Each of us is familiar with the phrase, “You never get a second chance to make a first impression.” But what if the perception is already formed before you enter the room or have had a chance to meet or even speak with the prospect?
Surely seminar attendees have some preconceived notions when they attend an event, as do prospects obtained by a referral. With a seminar, everything from the mailer to the quality of the venue to how RSVP calls are handled makes an impression on the attendee. Sloppy phone manners or irresponsible seating, lack of parking or poor directions to the venue can create the impression your firm is not good with details and will probably be less than organized in managing financial affairs. Conversely, an office that answers phone calls and e-mails promptly and courteously, returns messages quickly and has a reputation for holding quality events will be perceived as a first-class operation — the first step to sales success.
Taking it a step further, a courteous and knowledgeable advisor who treats clients respectfully will assure that he has taken the first step towards building a solid relationship. Once established, it’s vital to deal from a position of knowledge by learning the client’s long-term goals before suggesting products.
“When I first entered this business I was frequently concerned over how I would be perceived by clients,” says Benjamin Pahl, an advisor with the Tranel Financial Group in Libertyville, Ill. “I was sometimes anxious over how clients, most much older than myself, would feel about me managing their life savings.”
Pahl cleared this hurdle by providing first-rate client service, ensuring the basics such as returning phone calls and being on time for appointments. He supplemented this by arming himself with in-depth knowledge about the clients and services he offered. When he needed help he had a mentor or would contact subject-area experts.
“As I won the mental battle within myself, gradually my worries subsided,” recalls Pahl. “Most clients accept the fact that everyone’s got to start somewhere. The more knowledgeable I became, combined with my commitment to providing first-rate service, the more my confidence and business grew. From the steps I was taking it was apparent that I cared about my clients’ financial futures. They’re appreciative of that.”
When it comes to money, it’s safe to say that no two individuals are alike. Prospects can be understandably apprehensive, nervous or secretive to the point where they withhold information that could be helpful in their financial planning. This raises the question: How does one grow relationships among apprehensive clients?
“People are concerned about a lack of integrity in business and this spills over to include the financial sector and financial advisors. Many worry that advisors are just salespeople trying to make a buck and aren’t really trying to meet each client’s unique needs,” says business consultant David Rendall, author of “The Four Factors of Effective Leadership.”
While the dynamics between money and one’s psyche are too great to adequately address here, there are some points worth considering. Whether your client is a middle-aged professional focused on accumulating wealth or a retiree or pre-retiree working to preserve what they’ve earned, the concept of money automatically involves responsibilities and emotions that are often deflected onto the senior advisor.
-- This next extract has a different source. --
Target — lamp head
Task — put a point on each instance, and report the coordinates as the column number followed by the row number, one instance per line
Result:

The psychology behind wealth and one’s reactions to it are complex and tricky to maneuver. Some who come into money either gradually through their own perseverance or suddenly through an inheritance, settlement or real estate sale, often say once people view you as wealthy, they treat you differently. Others say depending on how one was raised will determine attitudes, perceptions and reactions no matter how much wealth one has.
Understanding feelings about wealth is a key concern and should be addressed early in client relationships.
A pre-retiree who inherits property that her parents bought soon after the Second World War or the 20-year manager who has regularly bought company stock and made automatic 401(k) contributions can very suddenly find themselves with a stratospheric bank account. After they take that trip around the world, then what?